The last parameter Personal Pascal pushes on the stack is the return address. The assembler routine must be able to pass control of the program back to the original calling program.

If you're using DevpacST, you must have the COMMENT PASCAL line at the top of your program, then assemble it to DRI format. The resulting file is linked via the additional link files in Personal Pascal. The XDEF or .globl commands are used to make symbols accessible from the high level language.

Wrap Up

I have always been intimidated by assembler language. If you feel the same way, now's the time to get over that phobia! There are a lot of advantages to knowing assembler. I think the best approach is to code in a high level language and use assembler for small routines, like I did in this program. A big advantage of having a library of assembler routines is that they're as fast as possible and should not be hard to link with almost any high-level language.
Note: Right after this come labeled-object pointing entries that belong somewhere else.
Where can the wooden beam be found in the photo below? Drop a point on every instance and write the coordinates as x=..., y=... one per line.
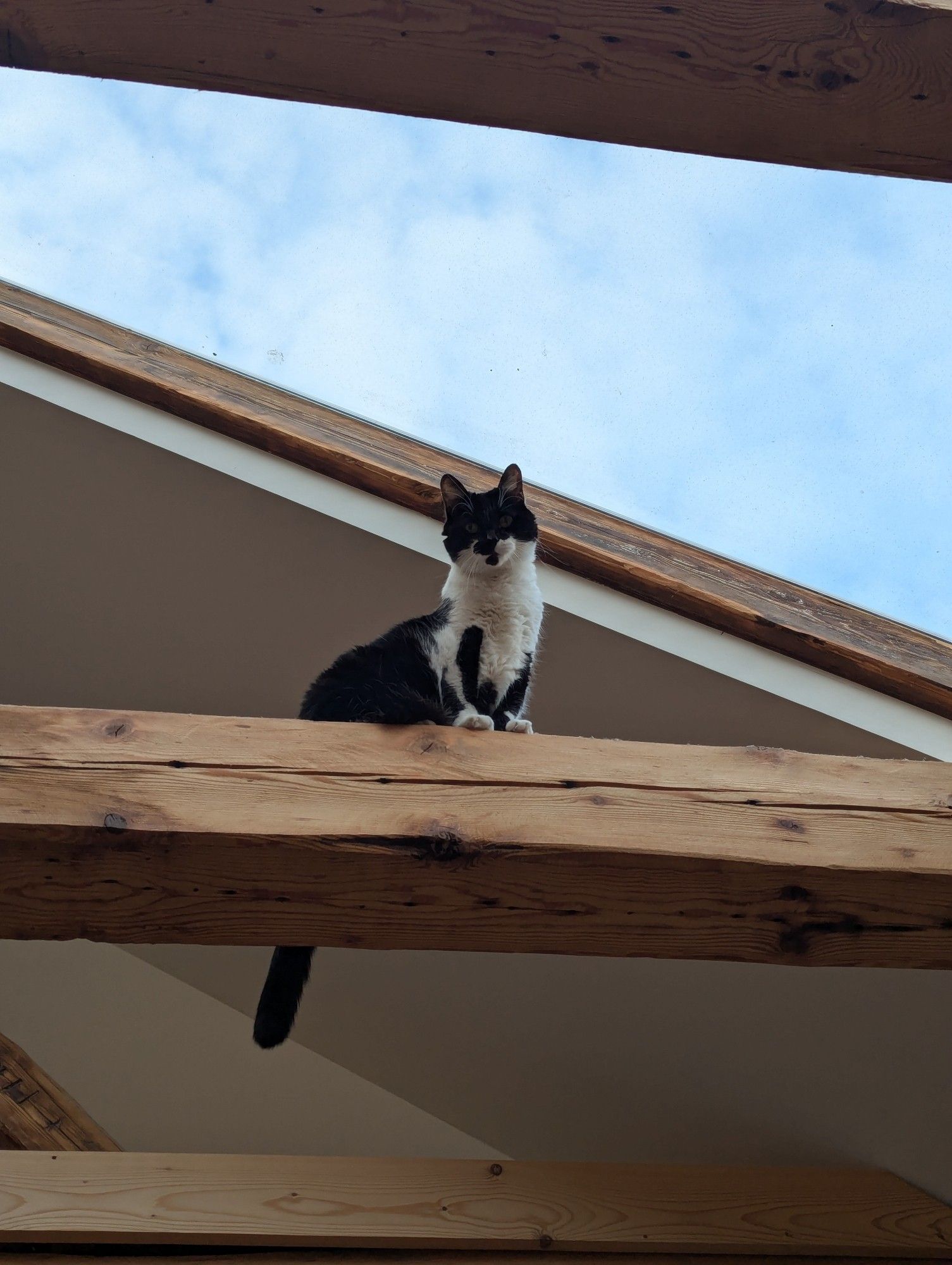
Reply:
x=146, y=828
x=383, y=1257
x=37, y=1115
x=323, y=1202
x=848, y=85
x=823, y=632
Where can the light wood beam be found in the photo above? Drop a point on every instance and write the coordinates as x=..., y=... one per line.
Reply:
x=271, y=1201
x=839, y=84
x=841, y=639
x=37, y=1114
x=147, y=828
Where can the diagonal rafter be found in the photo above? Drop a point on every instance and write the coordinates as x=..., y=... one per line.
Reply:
x=37, y=1114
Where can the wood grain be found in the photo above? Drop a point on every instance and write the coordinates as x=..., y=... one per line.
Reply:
x=159, y=829
x=37, y=1115
x=828, y=634
x=383, y=1257
x=273, y=1201
x=842, y=84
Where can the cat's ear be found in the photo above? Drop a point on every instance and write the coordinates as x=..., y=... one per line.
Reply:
x=510, y=485
x=454, y=494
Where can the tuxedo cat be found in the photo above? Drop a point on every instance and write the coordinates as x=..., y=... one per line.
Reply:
x=469, y=665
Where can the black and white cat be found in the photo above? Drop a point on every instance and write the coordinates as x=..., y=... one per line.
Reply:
x=469, y=663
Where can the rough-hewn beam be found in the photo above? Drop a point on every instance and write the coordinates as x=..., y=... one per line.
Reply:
x=842, y=84
x=37, y=1115
x=149, y=828
x=273, y=1201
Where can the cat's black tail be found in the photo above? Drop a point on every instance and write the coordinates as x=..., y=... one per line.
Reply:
x=281, y=996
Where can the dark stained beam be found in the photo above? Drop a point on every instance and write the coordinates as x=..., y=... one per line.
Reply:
x=856, y=85
x=37, y=1115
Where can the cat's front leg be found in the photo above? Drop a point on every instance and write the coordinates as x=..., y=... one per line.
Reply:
x=471, y=719
x=467, y=661
x=508, y=714
x=519, y=725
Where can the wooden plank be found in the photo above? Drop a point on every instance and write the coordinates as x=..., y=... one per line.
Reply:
x=828, y=634
x=383, y=1257
x=274, y=1201
x=37, y=1114
x=839, y=84
x=173, y=829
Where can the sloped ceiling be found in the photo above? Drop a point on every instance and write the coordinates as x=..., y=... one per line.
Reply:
x=146, y=581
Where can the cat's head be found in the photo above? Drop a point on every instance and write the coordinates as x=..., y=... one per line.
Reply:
x=488, y=529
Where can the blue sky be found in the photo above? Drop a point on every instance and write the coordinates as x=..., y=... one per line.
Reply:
x=753, y=359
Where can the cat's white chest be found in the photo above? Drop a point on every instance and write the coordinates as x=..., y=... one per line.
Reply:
x=508, y=610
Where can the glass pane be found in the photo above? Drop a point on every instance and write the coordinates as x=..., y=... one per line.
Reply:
x=750, y=357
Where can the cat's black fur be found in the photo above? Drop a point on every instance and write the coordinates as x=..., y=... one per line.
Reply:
x=393, y=681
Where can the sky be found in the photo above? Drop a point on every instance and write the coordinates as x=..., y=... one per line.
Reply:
x=753, y=359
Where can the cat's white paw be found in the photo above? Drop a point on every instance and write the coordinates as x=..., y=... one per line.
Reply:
x=519, y=727
x=474, y=720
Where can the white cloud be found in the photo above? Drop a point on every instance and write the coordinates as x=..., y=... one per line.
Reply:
x=751, y=357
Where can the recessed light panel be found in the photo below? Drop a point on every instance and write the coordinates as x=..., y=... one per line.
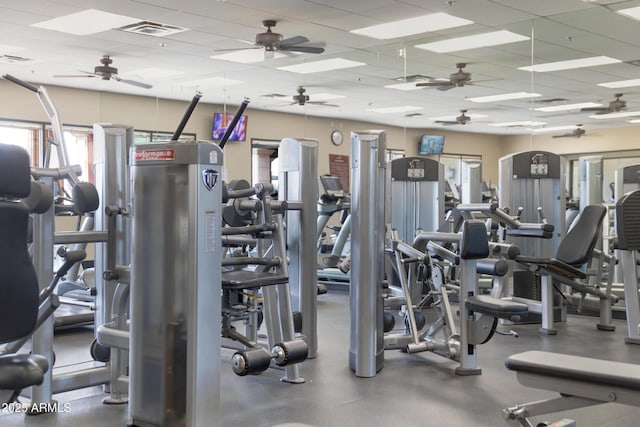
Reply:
x=494, y=38
x=211, y=82
x=570, y=64
x=553, y=128
x=454, y=118
x=392, y=110
x=568, y=107
x=5, y=48
x=518, y=124
x=504, y=97
x=154, y=73
x=320, y=97
x=321, y=66
x=405, y=86
x=617, y=115
x=90, y=21
x=621, y=83
x=410, y=26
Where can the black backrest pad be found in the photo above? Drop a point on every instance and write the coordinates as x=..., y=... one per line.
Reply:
x=18, y=281
x=628, y=221
x=474, y=243
x=15, y=173
x=576, y=247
Bruce Wiebe lives in Winnipeg, Manitoba, Canada and is a systems analyst with Manitoba Hydro. This is his first article in START.

PRODUCTS MENTIONED

Personal Pascal, $99.95, OSS/ICD, 1220 Rock Street, Rockford, IL 61101. (815) 968-2228.
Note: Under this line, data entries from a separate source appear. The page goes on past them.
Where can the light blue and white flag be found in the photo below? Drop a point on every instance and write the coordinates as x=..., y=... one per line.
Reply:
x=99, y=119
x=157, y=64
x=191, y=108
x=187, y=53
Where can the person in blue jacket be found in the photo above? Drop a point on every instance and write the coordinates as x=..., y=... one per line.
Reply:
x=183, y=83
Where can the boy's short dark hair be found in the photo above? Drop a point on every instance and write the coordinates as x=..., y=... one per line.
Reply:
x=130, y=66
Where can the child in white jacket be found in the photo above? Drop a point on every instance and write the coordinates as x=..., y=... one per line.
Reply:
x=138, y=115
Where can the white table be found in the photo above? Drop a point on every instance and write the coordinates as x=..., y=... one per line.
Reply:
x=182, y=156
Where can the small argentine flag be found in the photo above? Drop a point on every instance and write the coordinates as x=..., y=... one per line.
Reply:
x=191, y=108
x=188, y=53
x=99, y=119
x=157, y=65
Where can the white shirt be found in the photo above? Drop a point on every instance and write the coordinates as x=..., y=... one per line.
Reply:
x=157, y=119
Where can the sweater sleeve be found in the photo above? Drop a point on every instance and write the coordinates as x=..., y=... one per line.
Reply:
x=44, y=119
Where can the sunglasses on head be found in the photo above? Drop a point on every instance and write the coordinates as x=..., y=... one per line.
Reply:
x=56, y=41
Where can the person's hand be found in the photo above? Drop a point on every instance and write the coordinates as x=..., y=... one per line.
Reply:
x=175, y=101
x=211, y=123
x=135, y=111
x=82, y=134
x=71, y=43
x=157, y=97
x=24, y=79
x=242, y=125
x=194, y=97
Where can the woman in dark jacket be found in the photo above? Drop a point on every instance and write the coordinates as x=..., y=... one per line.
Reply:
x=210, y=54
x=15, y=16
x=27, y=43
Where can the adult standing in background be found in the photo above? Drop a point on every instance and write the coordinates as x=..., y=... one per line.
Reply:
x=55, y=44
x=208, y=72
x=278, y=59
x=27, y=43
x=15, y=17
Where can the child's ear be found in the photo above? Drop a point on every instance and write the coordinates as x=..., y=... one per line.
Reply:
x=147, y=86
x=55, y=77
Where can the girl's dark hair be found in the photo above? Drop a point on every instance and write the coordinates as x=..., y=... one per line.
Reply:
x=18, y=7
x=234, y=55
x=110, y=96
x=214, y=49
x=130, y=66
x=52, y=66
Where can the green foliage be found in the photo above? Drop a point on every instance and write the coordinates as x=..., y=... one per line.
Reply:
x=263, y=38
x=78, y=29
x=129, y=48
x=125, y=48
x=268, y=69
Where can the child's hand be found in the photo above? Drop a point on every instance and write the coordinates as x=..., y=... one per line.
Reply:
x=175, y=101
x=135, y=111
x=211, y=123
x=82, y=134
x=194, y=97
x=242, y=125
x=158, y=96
Tacklebox Tools is no longer available commercially.

Hisoft DevpacST Version 2, $99.95, distributed by MichTron, 576 South Telegraph Road, Pontiac, MI 48053, (313) 334-5700.

Recommended References:

COMPUTE's Atari ST Machine Language Programming Guide, $18.95, Chilton Book Co., Attn Cash Sales (include $3.50 Shipping & Handling) Radnor, PA 19089, (800) 345-1214.

Programming the 68000, by Steve Williams $24.95. Sybex Computer Books, 2021 Challenger Drive, Bldg. 100, Alameda CA 94501.
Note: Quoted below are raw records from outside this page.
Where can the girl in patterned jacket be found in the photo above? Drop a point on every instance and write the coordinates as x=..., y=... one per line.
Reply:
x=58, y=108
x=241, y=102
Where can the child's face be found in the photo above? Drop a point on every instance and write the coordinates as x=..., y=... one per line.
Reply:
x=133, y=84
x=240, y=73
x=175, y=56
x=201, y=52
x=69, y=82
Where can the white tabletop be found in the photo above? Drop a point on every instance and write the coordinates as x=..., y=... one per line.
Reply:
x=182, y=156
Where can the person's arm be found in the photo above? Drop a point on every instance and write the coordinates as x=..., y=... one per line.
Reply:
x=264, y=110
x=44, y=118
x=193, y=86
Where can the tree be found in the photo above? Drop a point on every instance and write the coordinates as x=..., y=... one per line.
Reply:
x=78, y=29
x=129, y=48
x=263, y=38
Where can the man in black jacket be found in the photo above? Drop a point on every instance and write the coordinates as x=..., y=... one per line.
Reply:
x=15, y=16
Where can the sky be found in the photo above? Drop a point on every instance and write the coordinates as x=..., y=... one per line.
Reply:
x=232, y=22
Atari ST Machine Language, by B. Grohmann, P. Seidler & Slibar, $19.95. Abacus Books, 5370 52nd St. S.E., Grand Rapids, MI, 49508, (616) 698-0330


1		COMMENT	PASCAL
2		XDEF	FLIPPIX
3		SECTION	TEXT
4	FLIPPIX
5		move.l	(sp) +,d5	* pop off return address
6		move.l	(sp) +,d0	*pop y off stack
7		move.l	(sp) +,d1	*pop x off stack
8		move.l	(sp) +,a0	*get screen address
9		lsl.l	#7,d0	* multiply by 128
10		move.l	d0,d4	* save the result
11		add.l	d4,d0	* the result
12		add.l	d4,d0	* of all this is to
13		add.l	d4,d0	* multiply by 640
14		add.l	d4,d0	* without using mul
15				* get screen address
16		add.l	d1,d0	* add x to get pixnumber
17		divs.w	#16,d0	* get byte offset
18		swap	d0	* exchange high and low byte
19		move.b	d0,bitnumber	* save the remainder
20		swap	d0	* flip bytes back
21
22		and.l	#$0000FFFF,d0	* clear high byte
23		lsl.l	#1,d0	* multiply by 2 the fast way
24		add.l	d0,a0	* find address of screen byte
25		move.w	#15,d3	* get bitnumber to AND with
26		sub.b	bitnumber,d3	* d3 is number of bits to shift
27		move.w	#1,d4	* put a 1 in d4
28		lsl.w	d3,d4	* shift bit to correct position
29		move.w	(a0),d1	* load word of screen to d1
30		eor.w	d4,d1	* toggle bit
31		move.w	d1,(a0)	* write directly to screen
32		move.l	d5,-(sp)	* push return address on stack
33		rts
34
35	bitnumber		even
36		dc.b	0

Figure 2. This code segment is from the file FLIPPIXM.S on your START disk in the archive file SMALLFLT.ARC. This is the monochrome version of this routine; the medium-resolution version is the file FLIPPIX.S. The line numbers are for reference only.